Association rule mining typically produces large numbers of rules, thereby creating a second-order data mining problem: which of the generated rules are the most interesting? And: should interestingness be measured objectively or subjectively? To tackle the amount of rules that are created during the mining step, the authors propose the combination of two novel ideas: first, there is rule change mining, which is a novel extension to standard association rule mining which generates potentially interesting time-dependent features for an association rule. It does not require changes in the existing rule mining algorithms and can therefore be applied during post-mining of association rules. Second, the authors make use of the existing textual description of a rule and those newly derived objective features and combine them with a novel approach towards subjective interestingness by using relevance feedback methods from information retrieval. The combination of these two new approaches yields a powerful, intuitive way of exploring the typically vast set of association rules. It is able to combine objective and subjective measures of interestingness and will incorporate user feedback. Hence, it increases the probability of finding the most interesting rules given a large set of association rules.
Nowadays, the discovery of association rules is a relatively mature and well-researched topic. Many algorithms have been proposed to ever faster discover and maintain association rules. However, one of the biggest problems of association rules still remains unresolved. Usually, the number of discovered associations will be immense, easily in the thousands or even tens of thousands. Clearly, the large numbers make rules difficult to examine by a user. Moreover, many of the discovered rules will be obvious, already known, or not relevant.
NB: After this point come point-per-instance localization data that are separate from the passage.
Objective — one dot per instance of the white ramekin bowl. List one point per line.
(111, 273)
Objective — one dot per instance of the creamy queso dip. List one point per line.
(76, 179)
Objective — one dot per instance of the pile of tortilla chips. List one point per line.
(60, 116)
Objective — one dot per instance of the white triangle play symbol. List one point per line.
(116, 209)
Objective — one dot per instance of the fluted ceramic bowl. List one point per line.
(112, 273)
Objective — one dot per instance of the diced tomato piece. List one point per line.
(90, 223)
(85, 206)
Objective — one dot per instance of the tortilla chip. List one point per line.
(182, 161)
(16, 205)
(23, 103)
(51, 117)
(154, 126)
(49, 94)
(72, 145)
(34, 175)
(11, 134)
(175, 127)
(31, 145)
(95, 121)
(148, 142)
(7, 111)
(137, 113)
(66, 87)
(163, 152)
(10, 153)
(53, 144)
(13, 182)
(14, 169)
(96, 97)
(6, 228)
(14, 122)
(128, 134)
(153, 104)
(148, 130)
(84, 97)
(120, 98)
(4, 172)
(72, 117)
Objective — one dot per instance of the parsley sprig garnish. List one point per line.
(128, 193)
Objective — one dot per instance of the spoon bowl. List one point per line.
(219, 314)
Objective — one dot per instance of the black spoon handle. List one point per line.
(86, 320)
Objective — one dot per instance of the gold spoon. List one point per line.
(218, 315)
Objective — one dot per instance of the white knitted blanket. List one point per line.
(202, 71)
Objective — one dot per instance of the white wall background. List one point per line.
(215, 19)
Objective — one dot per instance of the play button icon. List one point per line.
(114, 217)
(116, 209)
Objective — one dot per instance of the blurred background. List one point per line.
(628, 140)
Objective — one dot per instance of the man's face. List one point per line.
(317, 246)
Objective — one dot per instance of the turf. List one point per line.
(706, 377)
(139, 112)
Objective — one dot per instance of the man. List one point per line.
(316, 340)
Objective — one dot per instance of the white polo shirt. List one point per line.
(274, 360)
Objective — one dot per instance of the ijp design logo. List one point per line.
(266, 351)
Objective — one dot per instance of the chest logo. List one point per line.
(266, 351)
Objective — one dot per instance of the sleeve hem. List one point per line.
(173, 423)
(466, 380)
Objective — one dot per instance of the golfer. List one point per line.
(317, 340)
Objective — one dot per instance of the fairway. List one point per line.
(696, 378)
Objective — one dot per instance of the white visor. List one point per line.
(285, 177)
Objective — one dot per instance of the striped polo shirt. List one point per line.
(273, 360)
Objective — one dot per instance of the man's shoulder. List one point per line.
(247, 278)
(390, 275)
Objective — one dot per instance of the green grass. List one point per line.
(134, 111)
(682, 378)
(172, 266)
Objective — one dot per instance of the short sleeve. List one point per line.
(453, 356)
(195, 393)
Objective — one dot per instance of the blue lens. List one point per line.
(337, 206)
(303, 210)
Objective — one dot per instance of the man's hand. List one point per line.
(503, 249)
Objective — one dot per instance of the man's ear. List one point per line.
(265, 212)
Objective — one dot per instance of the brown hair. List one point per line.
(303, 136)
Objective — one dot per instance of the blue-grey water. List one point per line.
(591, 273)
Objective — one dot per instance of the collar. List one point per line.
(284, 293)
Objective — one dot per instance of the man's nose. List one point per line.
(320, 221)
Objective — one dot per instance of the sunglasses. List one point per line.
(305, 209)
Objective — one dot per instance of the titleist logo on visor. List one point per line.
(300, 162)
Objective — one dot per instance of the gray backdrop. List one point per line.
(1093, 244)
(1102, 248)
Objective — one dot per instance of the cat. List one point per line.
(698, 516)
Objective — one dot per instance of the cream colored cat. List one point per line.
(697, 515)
For this reason a considerable amount of methods have been proposed to assist a user in detecting the most interesting or relevant ones. Studies about interestingness measures can roughly be divided into two classes: objective and subjective measures. Objective (data-driven) measures are usually derived from statistics, information theory or machine learning and assess numerical or structural properties of a rule and the data to produce a ranking. In contrast to objective measures, subjective (user-driven) measures incorporate a user’s background knowledge and mostly rank rules based on some notion of actionability and unexpectedness.
In spite of a multitude of available publications the problem of interestingness assessment still is regarded as one of the unsolved problems in data mining and still experiencing slow progress (Piatetsky-Shapiro, 2000). The search for a general solution is one of the big challenges of today’s data mining research (Fayyad et al., 2003). Existing approaches for interestingness assessment have several shortcomings which render them inadequate for many real-world applications.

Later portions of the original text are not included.